There are certain iconic pictures that every guide at Londolozi would like to have the opportunity to take at some stage during their time here. Lions crossing the Sand River, mating leopards, a Fish Eagle swooping down on prey at the water’s surface – the list is long! If you spend a few years working here as a guide, odds are you will tick more off that list than not.

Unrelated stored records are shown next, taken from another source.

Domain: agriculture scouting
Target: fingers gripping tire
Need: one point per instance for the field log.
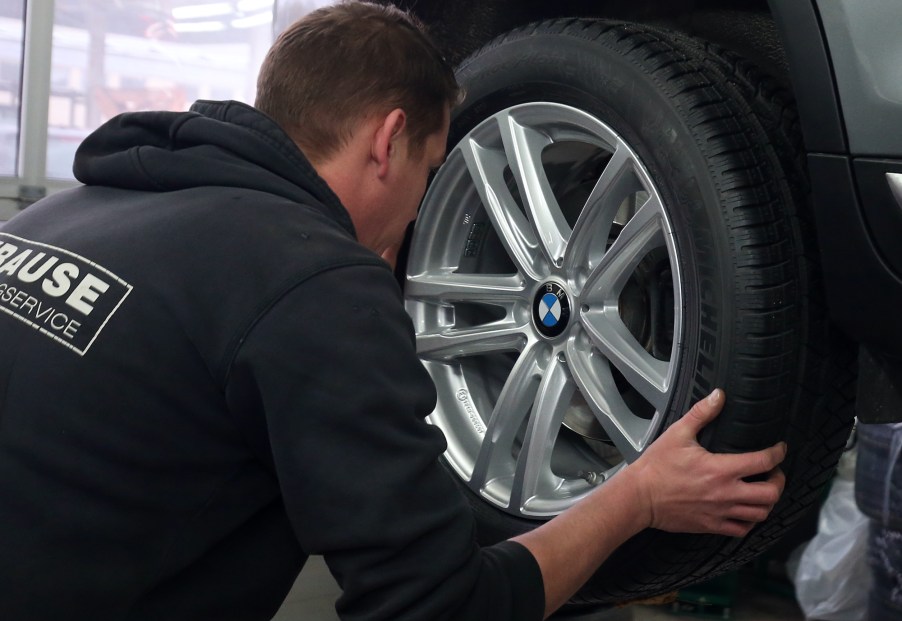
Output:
(652, 186)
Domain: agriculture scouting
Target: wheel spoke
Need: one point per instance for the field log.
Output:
(494, 289)
(590, 233)
(486, 167)
(495, 458)
(449, 343)
(533, 475)
(523, 146)
(628, 432)
(644, 372)
(641, 234)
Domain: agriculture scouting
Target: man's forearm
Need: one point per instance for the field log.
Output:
(573, 545)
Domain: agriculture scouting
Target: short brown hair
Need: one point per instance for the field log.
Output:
(337, 65)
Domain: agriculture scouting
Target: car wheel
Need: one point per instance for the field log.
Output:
(615, 232)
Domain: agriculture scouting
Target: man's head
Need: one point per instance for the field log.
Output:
(343, 63)
(366, 95)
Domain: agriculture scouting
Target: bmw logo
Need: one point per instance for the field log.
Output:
(551, 309)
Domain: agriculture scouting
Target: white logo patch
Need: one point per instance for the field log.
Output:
(59, 293)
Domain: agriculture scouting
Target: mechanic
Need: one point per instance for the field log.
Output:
(236, 386)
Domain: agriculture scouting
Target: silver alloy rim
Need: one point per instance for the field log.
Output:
(544, 198)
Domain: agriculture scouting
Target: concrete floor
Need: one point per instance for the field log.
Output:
(314, 594)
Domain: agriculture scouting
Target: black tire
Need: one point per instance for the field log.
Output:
(721, 142)
(878, 474)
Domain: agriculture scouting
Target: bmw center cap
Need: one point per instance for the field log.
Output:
(551, 309)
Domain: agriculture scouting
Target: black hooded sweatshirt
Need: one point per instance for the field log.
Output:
(204, 379)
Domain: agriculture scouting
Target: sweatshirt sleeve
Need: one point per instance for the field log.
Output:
(333, 367)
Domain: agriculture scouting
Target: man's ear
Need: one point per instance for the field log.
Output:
(385, 140)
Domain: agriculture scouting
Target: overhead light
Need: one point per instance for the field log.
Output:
(254, 20)
(254, 5)
(195, 11)
(198, 26)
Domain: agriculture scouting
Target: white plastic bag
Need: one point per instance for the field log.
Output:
(833, 579)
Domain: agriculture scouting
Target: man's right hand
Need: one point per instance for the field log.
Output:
(688, 489)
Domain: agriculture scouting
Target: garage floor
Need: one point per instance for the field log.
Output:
(314, 594)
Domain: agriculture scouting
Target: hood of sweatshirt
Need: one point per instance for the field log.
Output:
(225, 144)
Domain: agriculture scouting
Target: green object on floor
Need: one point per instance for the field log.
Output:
(712, 599)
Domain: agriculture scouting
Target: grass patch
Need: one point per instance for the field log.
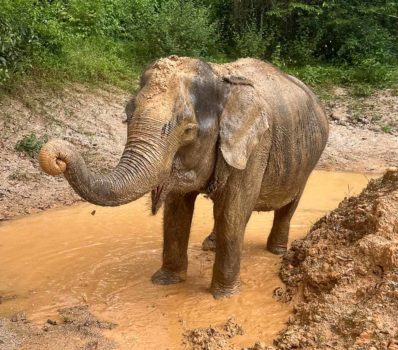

One that always eluded me – and probably the one I wanted the most – was the shot of a female leopard carrying one of its cubs; I mean is that really too much to ask?! After three years of guiding full time I hadn’t even come close. Whilst over the following five and a half years I have been able to make regular forays into the bush from the finance office, I had largely given up on ever getting this opportunity.
That was until last week.
Currently we are fortunate to have a number of different female leopards with cubs of varying ages. The problem with the shot I have been looking for is that once a leopard cub is older than around 2 – 3 months, it becomes unlikely that their mother will carry them as they are just too big and can walk on their own. This leaves a pretty small window of opportunity. Coupled with the the fact that they don’t move them that often during this period, the dens are usually in well hidden or inaccessible places and they are largely nocturnal so moving them at night isn’t an issue, you can see how this opportunity has eluded me.
Towards the end of April, ranger Talley Smith and tracker Freddy Ngobeni were driving guests Alex and Charlotte Schodl and managed to find what appeared to be the den site of the Tamboti female. They had seen her going into a hole in a river bank and could hear the sounds of cubs but never had a view. A few weeks later there was no further sign around that area, leading us to believe she may have moved the den.
Then last Wednesday I was out on a drive with Chris Kane-Berman and Jacqui Marais and we decided to head into the area the Tamboti female had last been seen, on the off chance that we might find her. As we crossed through the Maxabene, a dry riverbed that runs through central Londolozi, we spotted her downstream of us. We drove as far as we could towards her, our path eventually blocked by a fallen log, and watched. Her behaviour seemed odd – she was initially scraping at the sand with her paws, appearing to bury some of her own scat. She then just milled around, occasionally glancing to the far bank at a clump of roots that snaked out from a Leadwood tree. Although I’ve learnt not to get too excited in these situations, her behaviour combined with the suitability of the area for a den got us all hoping that this may be the spot.
Then without warning, she disappeared into the clump of roots, with just her tail protruding, and emerged with a cub in her mouth! There was a second of silence, then a few panicked expletives as we all lunged for our cameras. In what could not have been a better setting, she walked straight towards us and past the Land Rover, finally providing me with the opportunity I’ve been dreaming of for eight long years!